The implant draws diseased immune cells, allowing investigators to investigate and target them with a treatment based on nanoparticles

A sponge-like implant in mice guided a treatment that either slowed or halted a degenerative ailment akin to multiple sclerosis found in humans. It also offered University of Michigan researchers an initial view of how primary progressive multiple sclerosis, the most rapidly advancing form of the disease, targets the central nervous system in its early stages.

When administered at an early stage, the nanoparticle-based treatment thwarted the onset of symptoms such as paralysis in mice. If given after the initial symptoms appeared, it diminished symptom scores by fifty percent compared to those not treated.

On average, primary progressive multiple sclerosis results in significant disability within 13 years—including balance difficulties, walking impairment, and vision troubles—but symptoms can also manifest within just two years. Researchers are aware that immune cells assault the myelin sheath encasing nerves—much like insulation on an electrical wire—but pinpointing the specifics of this attack remains challenging. Since these assaults occur in the brain and spinal cord, obtaining biopsies from living patients is unfeasible.

“Currently, we have no regular means to access damaged tissue from MS patients. Some individuals donate their brains post-mortem, but at that point, the disease has advanced significantly,” stated Aaron Morris, assistant professor of biomedical engineering at U-M and co-corresponding author of the research published in the Proceedings of the National Academy of Sciences.

Lacking a thorough understanding of the disease’s mechanism, researchers have struggled to create effective treatments. At present, the sole FDA-approved medication can only slow the progression of the disease without facilitating full remission. Additionally, as it suppresses the immune response, it places patients at risk of infection.

To facilitate the development of improved therapies, the research team employed a sponge-like implant, previously utilized to diagnose relapsing MS or determine if an implanted organ is experiencing rejection. Referred to as a scaffold, it consists of a cylindrical structure made of biodegradable polyester, measuring 13 millimeters in diameter and 2 millimeters in height, filled with tiny pores for cell attachment.

Following the placement of the scaffold just beneath the skin around the shoulder blades, the team induced an MS-like autoimmune condition in half of the mice while the remaining served as healthy counterparts. Over several weeks, immune cells drawn to the foreign entity proliferated within the pores, alongside other cell types. This resulted in an easily obtainable tissue surrogate outside the central nervous system, providing insights into the dysregulated immune responses seen in MS.

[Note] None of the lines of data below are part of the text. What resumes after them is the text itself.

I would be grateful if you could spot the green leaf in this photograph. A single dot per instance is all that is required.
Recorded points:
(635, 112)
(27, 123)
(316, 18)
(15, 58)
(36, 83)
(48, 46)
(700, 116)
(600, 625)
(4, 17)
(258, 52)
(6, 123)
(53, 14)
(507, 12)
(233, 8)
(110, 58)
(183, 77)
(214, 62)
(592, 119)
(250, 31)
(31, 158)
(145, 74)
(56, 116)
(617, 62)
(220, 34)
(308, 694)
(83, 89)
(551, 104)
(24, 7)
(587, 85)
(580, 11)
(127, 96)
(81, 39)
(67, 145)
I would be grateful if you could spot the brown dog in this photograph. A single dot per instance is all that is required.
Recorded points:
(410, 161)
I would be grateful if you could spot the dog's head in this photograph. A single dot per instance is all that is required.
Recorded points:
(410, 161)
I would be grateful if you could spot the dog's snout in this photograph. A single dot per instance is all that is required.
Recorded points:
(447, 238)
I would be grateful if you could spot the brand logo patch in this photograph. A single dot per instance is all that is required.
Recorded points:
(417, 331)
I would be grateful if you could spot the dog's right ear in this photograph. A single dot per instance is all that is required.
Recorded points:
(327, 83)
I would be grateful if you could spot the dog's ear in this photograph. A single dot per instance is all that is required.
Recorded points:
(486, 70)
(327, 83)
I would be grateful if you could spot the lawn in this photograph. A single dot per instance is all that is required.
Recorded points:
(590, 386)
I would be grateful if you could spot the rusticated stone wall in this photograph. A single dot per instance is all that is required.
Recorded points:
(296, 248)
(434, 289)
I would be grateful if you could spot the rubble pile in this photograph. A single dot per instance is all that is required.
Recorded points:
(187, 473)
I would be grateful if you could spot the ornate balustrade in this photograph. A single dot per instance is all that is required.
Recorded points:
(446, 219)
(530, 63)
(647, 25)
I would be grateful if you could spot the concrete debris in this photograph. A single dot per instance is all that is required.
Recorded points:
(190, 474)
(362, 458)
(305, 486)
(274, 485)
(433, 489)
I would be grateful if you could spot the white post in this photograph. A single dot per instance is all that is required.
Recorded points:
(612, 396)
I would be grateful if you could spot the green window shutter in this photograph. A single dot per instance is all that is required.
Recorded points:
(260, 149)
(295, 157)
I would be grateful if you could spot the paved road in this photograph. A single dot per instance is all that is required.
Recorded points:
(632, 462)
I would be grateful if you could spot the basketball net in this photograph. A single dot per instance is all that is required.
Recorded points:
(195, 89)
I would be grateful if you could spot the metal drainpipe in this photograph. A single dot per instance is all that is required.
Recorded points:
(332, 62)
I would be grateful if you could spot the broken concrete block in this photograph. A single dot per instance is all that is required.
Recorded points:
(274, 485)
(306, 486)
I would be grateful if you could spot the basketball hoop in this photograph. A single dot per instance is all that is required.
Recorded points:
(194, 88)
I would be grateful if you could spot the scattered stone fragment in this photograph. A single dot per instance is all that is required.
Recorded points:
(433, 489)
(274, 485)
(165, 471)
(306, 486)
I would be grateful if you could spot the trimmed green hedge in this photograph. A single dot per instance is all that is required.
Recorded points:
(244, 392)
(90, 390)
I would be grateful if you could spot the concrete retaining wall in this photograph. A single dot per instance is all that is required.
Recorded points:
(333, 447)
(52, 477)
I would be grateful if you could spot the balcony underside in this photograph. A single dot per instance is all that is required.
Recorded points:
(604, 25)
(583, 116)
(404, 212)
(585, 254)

The team examined the sponge tissue utilizing single-cell RNA sequencing to identify individual cell activities, which helped illuminate differences between diseased and healthy tissues. A set of proteins known as CC chemokines were notably overactive in the diseased tissues. These proteins summon other cells to combat infection, but excessive signaling leads to immune cells mistakenly attacking healthy tissues.

With this valuable data, the researchers developed injectable nanoparticles, measuring just 400 nanometers in diameter, which encapsulate a critical CC chemokine to interfere with the misdirected inflammation. This process effectively prevented symptoms from manifesting when mice were treated early on and reduced symptoms by over fifty percent when administered after onset. A detailed analysis of immune cells confirmed decreased disease activity in the mice treated with nanoparticles.

“The scaffold offers an unparalleled opportunity to monitor disease dynamics and explore the fundamental mechanisms, especially in the early phases. Therapies that target these initial mechanisms can hinder disease progression before substantial tissue damage occurs,” remarked Lonnie Shea, the Steven A. Goldstein Collegiate Professor of Biomedical Engineering and co-corresponding author of the research.

This study was supported by the National Institutes of Health (R00EB028840; 1R01AI155678; 1R01CA243916; R01CA272940; TDE007057), the University of Michigan Biointerfaces Institute, and the University of Michigan Precision Health Scholars.

Flow cytometry was performed at the University of Michigan Flow Cytometry Core and assays were executed utilizing the Immune Monitoring Shared Resource. The Advanced Genomics Core supplied genomic resources, and the device underwent investigation at the Michigan Center for Materials Characterization.

Shea acts as a consultant for and possesses financial interests in Cour Pharmaceuticals, which obtained licensing for the nanoparticle technology used in this investigation through the assistance of Innovation Partnerships.